Most of the approaches described above utilize the potential outcomes framework for causal inference to assess treatment or exposure effects in the presence of interference. Randomization-based inference or large sample frequentist methods are typically employed for drawing statistical inferences. Below brief descriptions are provided of some recently proposed alternative approaches to causal inference in the presence of interference.

Carnegie et al. [55] considered an epidemic (mathematical) modeling approach for estimating the overall treatment effect in the presence of interference both within and across clusters in cluster-randomized trials of infectious disease.

Ogburn and Vander Weele [56•] extended causal diagrams (or graphs) to the interference setting. They considered how causal graphs can help distinguish among causal mechanisms that give rise to interference, including the infectiousness and contagion effects described above.

Manski [57] considered decisions faced by a health planner concerned with vaccination policy, in particular whether to mandate vaccination or allow individuals to self-select whether to be vaccinated. An econometric perspective was adopted which includes consideration of the indirect effect of vaccination on persons not vaccinated. The health policy decision was framed as an optimization problem where a certain cost function is to be minimized which accounts for both the social cost of illness and the social cost of vaccination. Manski then considered the optimal decision in settings where the indirect effect is assumed monotone with increasing vaccine coverage but otherwise unknown. Seasonal influenza vaccination was used as an example. This econometric perspective differs from the potential outcomes based approaches described above in that Manski did not seek to estimate or draw inference about the indirect effects of vaccination. Instead, the goal was to determine the optimal vaccination policy given only partial knowledge of the indirect effect.

Laber et al. [58] developed a Bayesian online estimation method to determine optimal treatment allocation strategies for control of white-nose syndrome in bats, a usually fatal disease caused by a fungus. The possible interference structure is described by a network where the nodes are counties in the USA. Interference and spillover effects are governed by a model describing the probability of spatial spread of white-nose syndrome between counties.

Conclusions

One hundred years after publication of Ross’ paper on dependent happenings, research on estimating treatment effects in the presence of interference is burgeoning. One current trend is to develop methods in the presence of general interference. These methods often involve using concepts from network theory. Applications motivating this work include social media, economics, and infectious diseases.

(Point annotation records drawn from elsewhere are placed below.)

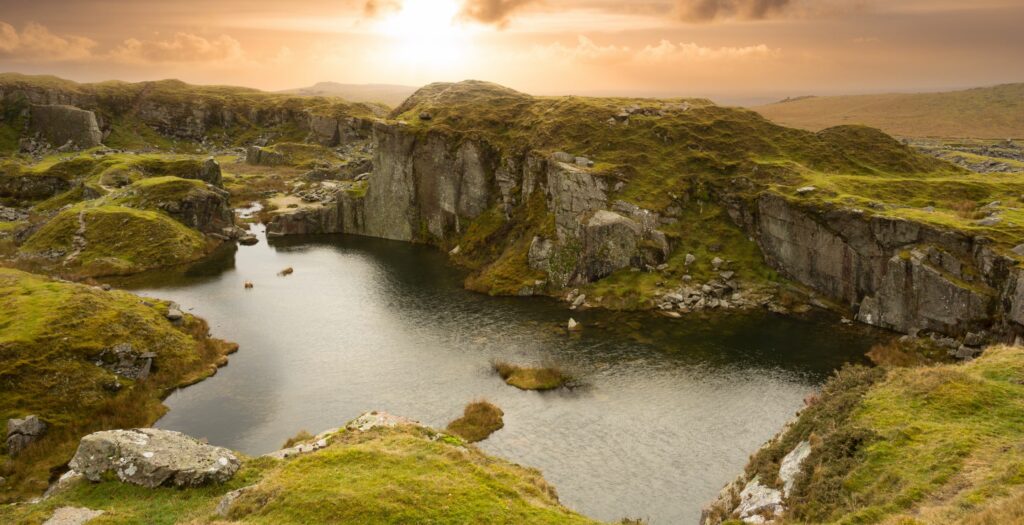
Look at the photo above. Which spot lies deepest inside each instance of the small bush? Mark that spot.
(302, 436)
(479, 420)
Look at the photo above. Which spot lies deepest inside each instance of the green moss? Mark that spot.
(526, 378)
(50, 336)
(113, 241)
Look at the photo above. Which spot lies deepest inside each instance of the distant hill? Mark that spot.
(981, 113)
(387, 93)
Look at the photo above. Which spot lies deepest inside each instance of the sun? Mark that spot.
(425, 34)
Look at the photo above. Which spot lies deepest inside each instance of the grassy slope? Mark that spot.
(50, 332)
(927, 445)
(995, 113)
(117, 241)
(406, 475)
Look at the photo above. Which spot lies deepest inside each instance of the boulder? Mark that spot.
(73, 516)
(758, 502)
(24, 432)
(792, 464)
(210, 173)
(61, 125)
(610, 243)
(152, 457)
(376, 420)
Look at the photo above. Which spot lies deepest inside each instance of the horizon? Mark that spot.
(735, 101)
(732, 51)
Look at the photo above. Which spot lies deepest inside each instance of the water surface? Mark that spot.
(670, 411)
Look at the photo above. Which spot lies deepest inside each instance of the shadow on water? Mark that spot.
(669, 411)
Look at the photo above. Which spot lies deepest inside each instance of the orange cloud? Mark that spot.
(36, 42)
(492, 11)
(182, 47)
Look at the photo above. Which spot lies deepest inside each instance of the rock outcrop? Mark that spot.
(24, 432)
(893, 273)
(152, 457)
(61, 125)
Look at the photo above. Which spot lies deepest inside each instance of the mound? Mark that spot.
(112, 241)
(83, 359)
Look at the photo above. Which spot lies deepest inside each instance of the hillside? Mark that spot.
(79, 357)
(924, 445)
(360, 474)
(389, 94)
(992, 113)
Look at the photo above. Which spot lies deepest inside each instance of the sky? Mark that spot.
(739, 51)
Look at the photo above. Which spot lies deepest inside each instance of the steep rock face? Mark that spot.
(60, 125)
(345, 215)
(429, 182)
(894, 273)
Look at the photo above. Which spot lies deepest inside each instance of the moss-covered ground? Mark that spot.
(402, 475)
(51, 334)
(931, 444)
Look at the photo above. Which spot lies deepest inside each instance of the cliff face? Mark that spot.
(178, 111)
(894, 273)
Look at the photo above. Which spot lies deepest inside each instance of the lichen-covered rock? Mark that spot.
(152, 457)
(375, 420)
(73, 516)
(790, 468)
(611, 243)
(759, 504)
(24, 432)
(60, 125)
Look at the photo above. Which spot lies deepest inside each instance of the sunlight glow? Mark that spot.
(426, 35)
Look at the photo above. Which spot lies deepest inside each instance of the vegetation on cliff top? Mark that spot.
(981, 113)
(401, 475)
(913, 445)
(51, 336)
(662, 148)
(122, 105)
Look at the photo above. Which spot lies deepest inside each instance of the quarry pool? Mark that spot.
(669, 411)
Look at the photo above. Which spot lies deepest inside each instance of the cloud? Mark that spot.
(585, 50)
(666, 51)
(492, 11)
(707, 10)
(182, 47)
(35, 42)
(374, 8)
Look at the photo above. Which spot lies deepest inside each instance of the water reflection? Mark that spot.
(671, 410)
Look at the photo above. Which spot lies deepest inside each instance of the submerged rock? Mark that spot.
(152, 457)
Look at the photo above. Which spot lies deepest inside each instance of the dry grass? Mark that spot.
(524, 378)
(479, 420)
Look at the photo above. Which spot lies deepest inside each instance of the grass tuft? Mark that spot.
(479, 420)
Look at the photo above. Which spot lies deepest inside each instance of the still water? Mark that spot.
(669, 411)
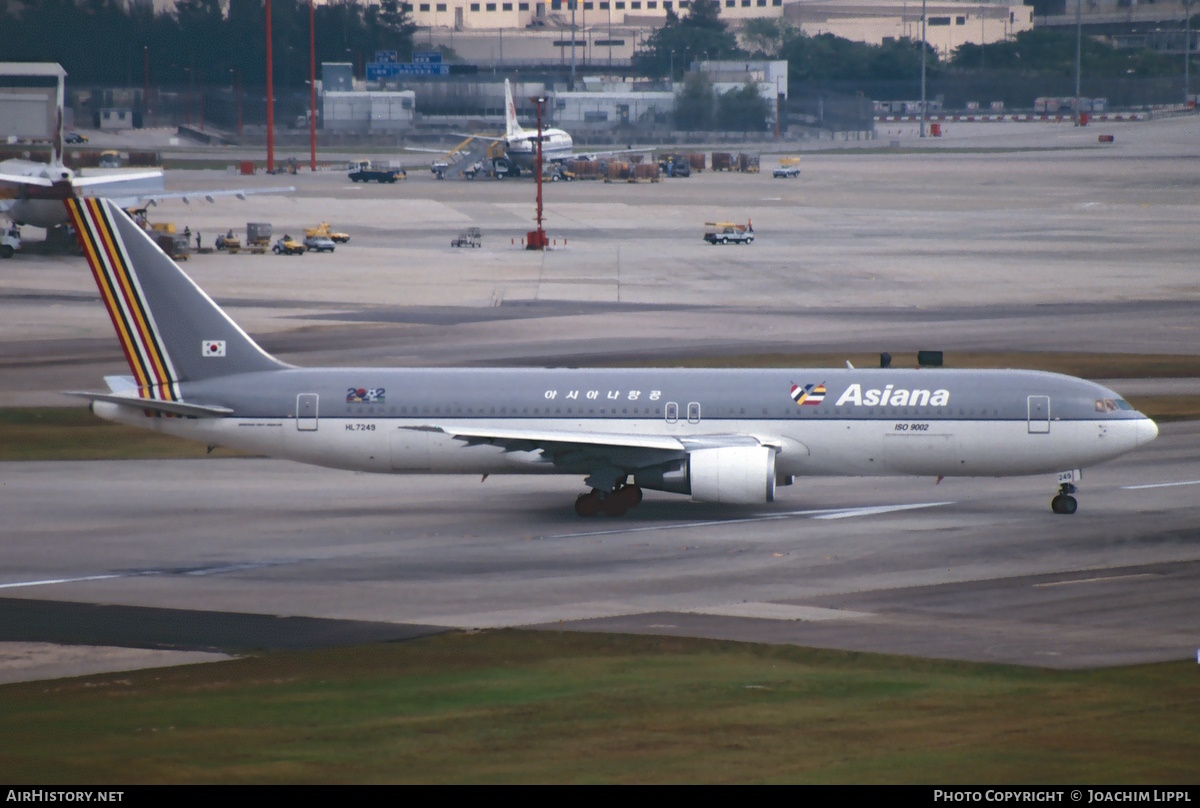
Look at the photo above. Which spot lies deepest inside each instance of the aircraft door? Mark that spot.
(1039, 414)
(306, 412)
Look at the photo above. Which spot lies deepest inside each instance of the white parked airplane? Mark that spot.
(726, 436)
(521, 144)
(33, 193)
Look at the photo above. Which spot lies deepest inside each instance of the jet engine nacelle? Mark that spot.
(727, 474)
(732, 474)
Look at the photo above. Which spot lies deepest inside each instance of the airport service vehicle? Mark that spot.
(729, 233)
(228, 241)
(324, 229)
(318, 244)
(719, 436)
(10, 241)
(364, 172)
(468, 238)
(288, 246)
(676, 166)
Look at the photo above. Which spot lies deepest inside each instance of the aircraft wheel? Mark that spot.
(587, 504)
(633, 494)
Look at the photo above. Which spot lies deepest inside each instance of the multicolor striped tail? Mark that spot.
(168, 328)
(123, 295)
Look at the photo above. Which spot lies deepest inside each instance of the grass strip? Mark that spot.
(514, 706)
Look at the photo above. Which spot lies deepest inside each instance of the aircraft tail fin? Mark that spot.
(168, 328)
(511, 127)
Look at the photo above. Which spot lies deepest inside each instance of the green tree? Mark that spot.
(742, 111)
(765, 37)
(694, 103)
(828, 58)
(1045, 52)
(683, 40)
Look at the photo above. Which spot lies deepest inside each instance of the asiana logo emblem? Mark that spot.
(809, 395)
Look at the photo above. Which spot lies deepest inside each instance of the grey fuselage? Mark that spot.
(934, 422)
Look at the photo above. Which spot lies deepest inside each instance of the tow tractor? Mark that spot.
(10, 241)
(729, 232)
(323, 229)
(364, 171)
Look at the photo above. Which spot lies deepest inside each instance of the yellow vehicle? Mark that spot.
(229, 243)
(323, 229)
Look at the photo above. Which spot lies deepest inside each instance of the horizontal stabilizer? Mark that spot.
(543, 437)
(173, 407)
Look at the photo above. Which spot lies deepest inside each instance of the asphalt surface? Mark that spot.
(1030, 239)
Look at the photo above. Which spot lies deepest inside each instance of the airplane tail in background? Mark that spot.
(169, 329)
(511, 127)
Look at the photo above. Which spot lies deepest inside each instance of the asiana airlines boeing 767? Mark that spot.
(724, 436)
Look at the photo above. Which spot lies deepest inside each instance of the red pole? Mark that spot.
(270, 96)
(145, 97)
(538, 169)
(312, 91)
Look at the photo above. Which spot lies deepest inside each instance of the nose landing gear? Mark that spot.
(1065, 503)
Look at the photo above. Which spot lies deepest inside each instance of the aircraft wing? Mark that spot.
(100, 180)
(153, 197)
(173, 407)
(24, 179)
(603, 455)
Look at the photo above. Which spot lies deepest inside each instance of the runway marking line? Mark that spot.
(59, 580)
(820, 513)
(1096, 580)
(1158, 485)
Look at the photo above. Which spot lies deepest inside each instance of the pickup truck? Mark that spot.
(729, 232)
(318, 244)
(288, 246)
(367, 174)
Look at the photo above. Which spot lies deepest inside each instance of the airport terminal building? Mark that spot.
(610, 31)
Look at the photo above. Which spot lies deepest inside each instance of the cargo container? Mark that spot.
(646, 173)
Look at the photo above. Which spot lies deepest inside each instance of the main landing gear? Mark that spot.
(1065, 503)
(611, 503)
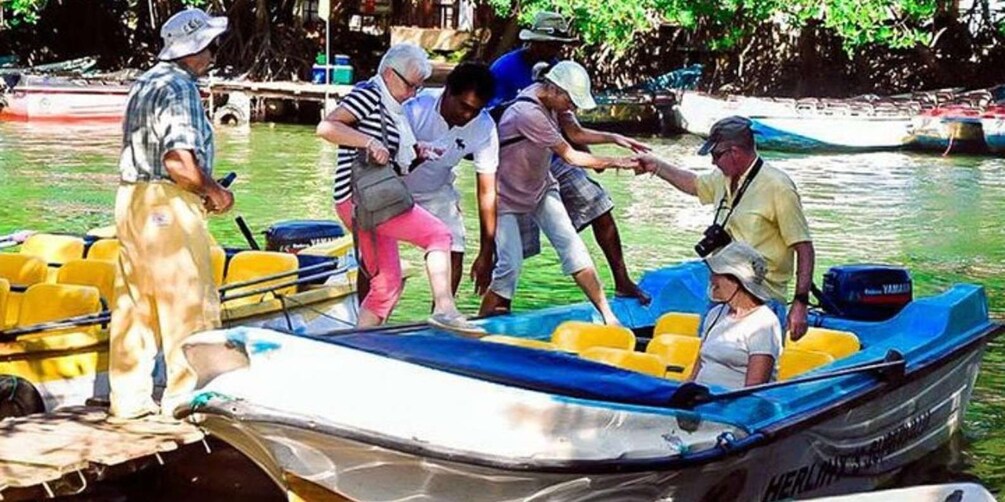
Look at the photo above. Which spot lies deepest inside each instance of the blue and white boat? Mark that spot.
(808, 124)
(410, 413)
(993, 128)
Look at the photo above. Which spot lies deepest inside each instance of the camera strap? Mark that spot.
(740, 193)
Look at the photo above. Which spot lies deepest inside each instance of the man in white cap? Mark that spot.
(165, 289)
(757, 204)
(530, 134)
(587, 202)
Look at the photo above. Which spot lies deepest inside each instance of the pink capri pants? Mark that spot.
(416, 226)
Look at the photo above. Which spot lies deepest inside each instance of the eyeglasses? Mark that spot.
(717, 155)
(415, 86)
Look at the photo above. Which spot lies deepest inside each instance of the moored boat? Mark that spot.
(63, 99)
(413, 413)
(790, 124)
(55, 294)
(993, 128)
(949, 129)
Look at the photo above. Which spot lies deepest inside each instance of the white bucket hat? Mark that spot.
(574, 79)
(188, 32)
(548, 27)
(745, 263)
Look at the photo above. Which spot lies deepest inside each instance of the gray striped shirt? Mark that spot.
(165, 112)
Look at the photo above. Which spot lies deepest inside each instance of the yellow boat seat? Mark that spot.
(248, 265)
(20, 270)
(627, 359)
(795, 361)
(677, 323)
(104, 249)
(520, 341)
(218, 259)
(837, 343)
(106, 232)
(97, 273)
(54, 249)
(47, 302)
(679, 353)
(576, 336)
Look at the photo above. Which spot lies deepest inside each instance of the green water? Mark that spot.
(939, 216)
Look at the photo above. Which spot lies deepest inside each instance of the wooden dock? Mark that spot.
(279, 89)
(65, 452)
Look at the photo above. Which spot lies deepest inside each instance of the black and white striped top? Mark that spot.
(364, 103)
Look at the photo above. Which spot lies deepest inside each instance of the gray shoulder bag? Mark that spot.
(379, 194)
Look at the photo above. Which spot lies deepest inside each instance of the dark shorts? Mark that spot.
(585, 200)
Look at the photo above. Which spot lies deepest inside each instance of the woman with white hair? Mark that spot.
(742, 338)
(367, 117)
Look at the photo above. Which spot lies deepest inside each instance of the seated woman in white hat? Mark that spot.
(742, 337)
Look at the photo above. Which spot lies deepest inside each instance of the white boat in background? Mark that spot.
(954, 492)
(790, 124)
(63, 99)
(993, 128)
(410, 413)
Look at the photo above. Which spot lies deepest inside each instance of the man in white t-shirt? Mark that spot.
(453, 121)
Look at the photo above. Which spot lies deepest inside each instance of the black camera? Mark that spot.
(716, 237)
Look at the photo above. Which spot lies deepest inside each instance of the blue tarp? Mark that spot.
(553, 372)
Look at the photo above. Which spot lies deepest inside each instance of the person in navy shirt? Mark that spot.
(587, 202)
(545, 40)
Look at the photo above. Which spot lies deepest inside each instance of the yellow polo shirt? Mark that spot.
(769, 217)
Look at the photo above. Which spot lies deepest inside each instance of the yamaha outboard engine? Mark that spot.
(865, 292)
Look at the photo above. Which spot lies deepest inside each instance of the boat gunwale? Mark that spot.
(785, 428)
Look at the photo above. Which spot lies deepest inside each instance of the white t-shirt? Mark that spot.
(477, 137)
(729, 343)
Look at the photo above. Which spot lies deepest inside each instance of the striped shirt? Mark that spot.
(165, 112)
(363, 102)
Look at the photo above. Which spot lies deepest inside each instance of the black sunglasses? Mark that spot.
(416, 86)
(716, 155)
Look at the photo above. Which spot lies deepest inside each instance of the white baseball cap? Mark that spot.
(189, 32)
(573, 78)
(745, 263)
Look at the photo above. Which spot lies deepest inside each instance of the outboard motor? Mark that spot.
(865, 292)
(292, 236)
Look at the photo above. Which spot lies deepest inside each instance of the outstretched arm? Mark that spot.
(682, 180)
(481, 268)
(579, 135)
(805, 257)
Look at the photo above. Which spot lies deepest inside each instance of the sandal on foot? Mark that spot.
(455, 323)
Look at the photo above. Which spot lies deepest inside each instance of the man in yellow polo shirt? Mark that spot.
(755, 203)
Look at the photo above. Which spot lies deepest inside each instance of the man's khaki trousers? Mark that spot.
(164, 293)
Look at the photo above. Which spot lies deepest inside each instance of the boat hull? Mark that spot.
(787, 127)
(853, 447)
(65, 104)
(994, 134)
(948, 134)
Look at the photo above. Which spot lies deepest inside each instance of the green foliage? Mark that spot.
(23, 11)
(891, 23)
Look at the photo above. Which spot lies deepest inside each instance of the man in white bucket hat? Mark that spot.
(165, 289)
(587, 203)
(530, 134)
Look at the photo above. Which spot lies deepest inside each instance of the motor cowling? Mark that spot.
(866, 291)
(292, 236)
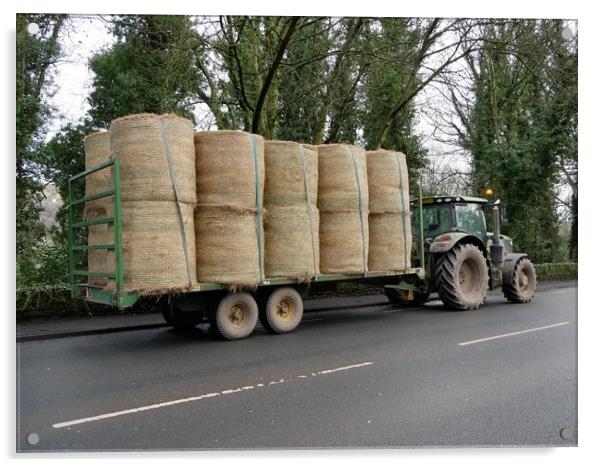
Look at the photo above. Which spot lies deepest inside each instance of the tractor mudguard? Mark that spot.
(447, 241)
(508, 265)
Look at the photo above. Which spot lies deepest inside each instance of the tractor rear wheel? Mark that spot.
(521, 288)
(461, 277)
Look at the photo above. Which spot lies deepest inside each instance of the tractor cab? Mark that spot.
(462, 258)
(444, 214)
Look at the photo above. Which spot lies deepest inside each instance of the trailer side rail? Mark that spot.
(80, 288)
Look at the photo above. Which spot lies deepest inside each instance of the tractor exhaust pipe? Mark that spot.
(496, 225)
(496, 250)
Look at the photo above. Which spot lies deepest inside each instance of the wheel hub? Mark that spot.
(466, 277)
(523, 281)
(285, 310)
(237, 315)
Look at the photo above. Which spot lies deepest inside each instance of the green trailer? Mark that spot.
(276, 302)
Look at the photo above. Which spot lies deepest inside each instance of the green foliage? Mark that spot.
(149, 69)
(559, 271)
(35, 55)
(46, 264)
(514, 134)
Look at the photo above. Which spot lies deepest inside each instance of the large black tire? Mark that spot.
(236, 316)
(283, 311)
(177, 318)
(398, 298)
(462, 277)
(521, 288)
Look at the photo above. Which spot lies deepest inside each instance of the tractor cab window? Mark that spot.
(471, 218)
(436, 220)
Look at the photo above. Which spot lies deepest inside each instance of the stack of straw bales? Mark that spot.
(343, 205)
(157, 160)
(390, 228)
(228, 219)
(292, 246)
(157, 233)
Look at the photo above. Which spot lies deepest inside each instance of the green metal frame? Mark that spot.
(79, 289)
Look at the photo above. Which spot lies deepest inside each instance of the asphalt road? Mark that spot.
(365, 377)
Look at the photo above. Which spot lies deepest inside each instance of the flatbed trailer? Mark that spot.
(205, 301)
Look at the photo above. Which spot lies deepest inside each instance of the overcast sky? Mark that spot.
(87, 34)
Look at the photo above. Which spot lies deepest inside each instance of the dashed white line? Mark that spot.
(203, 396)
(513, 333)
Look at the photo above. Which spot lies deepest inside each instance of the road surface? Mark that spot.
(378, 376)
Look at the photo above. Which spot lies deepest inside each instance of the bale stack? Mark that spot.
(97, 149)
(291, 213)
(228, 218)
(343, 205)
(390, 227)
(158, 192)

Future studies to evaluate causal effects under interference may continue to rely on cluster-randomization with the accompanying assumption of partial interference. But increasingly information on how people travel between clusters will be collected and analyzed to better understand contamination across clusters. Methods are needed that incorporate such information into both the causal estimands of interest and methods for inference. In the infectious disease context, genomic data is increasingly being gathered on the pathogen sequences. Phylogenetic information could also contribute to understanding the network structure of contacts and transmission. Much research remains to be done in developing methods for causal inference in the presence of interference.